Saw the lovely item below in today’s Guardian. Now the delightful person who strangled his wife in his disappointment with her giving birth to a baby girl may not be the rule, but he’s evidently not the exception either.

How long is it that our soldiers have been in Afghanistan? More than 11 years, since October of 2001?  And why are we there? Well first to punish the Taliban and while doing so destroy, to the extent we could, Al Qaida.

But that took only us days and weeks, maybe months, but not years. So why are we still there? Well to bring Western development and Western democracy (and the rule of law?) to these people?

Tell me, how could we ever have believed that such was doable. So lest we forget what we’re up against… (and we might think of moving up that exit date, now set for 2014)

Afghan Man Strangles Wife For Having Baby Girl

Afghan police say local militia member, who is still at large, killed the woman after she gave birth to a third daughter.

Burqa-clad Afghan womenPhotograph: Shah Marai/AFP/Getty Images

Burqa-clad Afghan women: human rights watchdogs inside and outside Afghanistan fear women’s rights may be sacrificed when foregin combat troops leave the country in 2014

An Afghan man killed his wife for giving birth to a third daughter rather than the son he hoped for, police in Afghanistan‘s northern Kunduz province have said.

The victim, 28, known by the one name of Storai, was strangled by her husband, a local militia member, and his mother on Saturday “in revenge” for bearing the couple’s third daughter three months ago in Mohasili village, police said.

Police said they arrested the victim’s mother-in-law in connection with her death, but Storai’s husband was still at large, probably sheltered by armed militia colleagues.

“The existence of militiamen is a huge problem and therefore we face difficulty in arresting him,” said the Kunduz police chief, Sufi Habib.

Nadera Geya, head of the Kunduz women’s affairs department, called the killing one of the worst examples of violence against women she had encountered.

Violence against women is commonplace in Afghanistan.
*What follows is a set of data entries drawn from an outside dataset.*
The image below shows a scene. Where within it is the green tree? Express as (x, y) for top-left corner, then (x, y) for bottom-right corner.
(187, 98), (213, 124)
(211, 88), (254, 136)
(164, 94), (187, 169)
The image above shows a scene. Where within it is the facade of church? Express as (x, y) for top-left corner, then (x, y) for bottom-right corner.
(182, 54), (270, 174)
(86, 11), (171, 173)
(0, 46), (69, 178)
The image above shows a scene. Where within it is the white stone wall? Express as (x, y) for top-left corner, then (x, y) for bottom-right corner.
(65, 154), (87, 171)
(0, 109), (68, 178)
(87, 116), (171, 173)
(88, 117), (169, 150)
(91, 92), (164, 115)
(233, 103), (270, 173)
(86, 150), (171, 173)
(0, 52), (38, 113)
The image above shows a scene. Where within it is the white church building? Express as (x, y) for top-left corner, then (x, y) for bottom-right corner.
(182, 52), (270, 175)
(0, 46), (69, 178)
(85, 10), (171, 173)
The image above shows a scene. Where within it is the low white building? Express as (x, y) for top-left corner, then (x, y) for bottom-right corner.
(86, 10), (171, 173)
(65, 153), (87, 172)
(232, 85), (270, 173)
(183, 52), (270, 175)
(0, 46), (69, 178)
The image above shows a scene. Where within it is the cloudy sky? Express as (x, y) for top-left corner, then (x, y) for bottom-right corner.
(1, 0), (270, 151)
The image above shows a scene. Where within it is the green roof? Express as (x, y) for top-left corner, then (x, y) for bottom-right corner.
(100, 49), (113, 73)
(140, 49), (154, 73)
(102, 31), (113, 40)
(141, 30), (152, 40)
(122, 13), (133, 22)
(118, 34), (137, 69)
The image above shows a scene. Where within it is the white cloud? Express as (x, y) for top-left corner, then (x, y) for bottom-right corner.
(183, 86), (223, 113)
In late November in the same province, an Afghan family that refused to give their daughter in marriage to a man they considered irresponsible was attacked at home by assailants who poured acid over both parents and three children.

Police later arrested the rejected suitor and his three brothers for the attack.

With foreign combat troops set to leave Afghanistan by the end of 2014, and moves ongoing to kickstart a peace process involving the Taliban, rights watchdogs inside and outside Afghanistan fear women’s rights may be sacrificed.

“The rights of women cannot be relegated to the margins of international affairs, as this issue is at the core of our national security and the security of people everywhere,” the US embassy in Kabul said in a statement on Monday.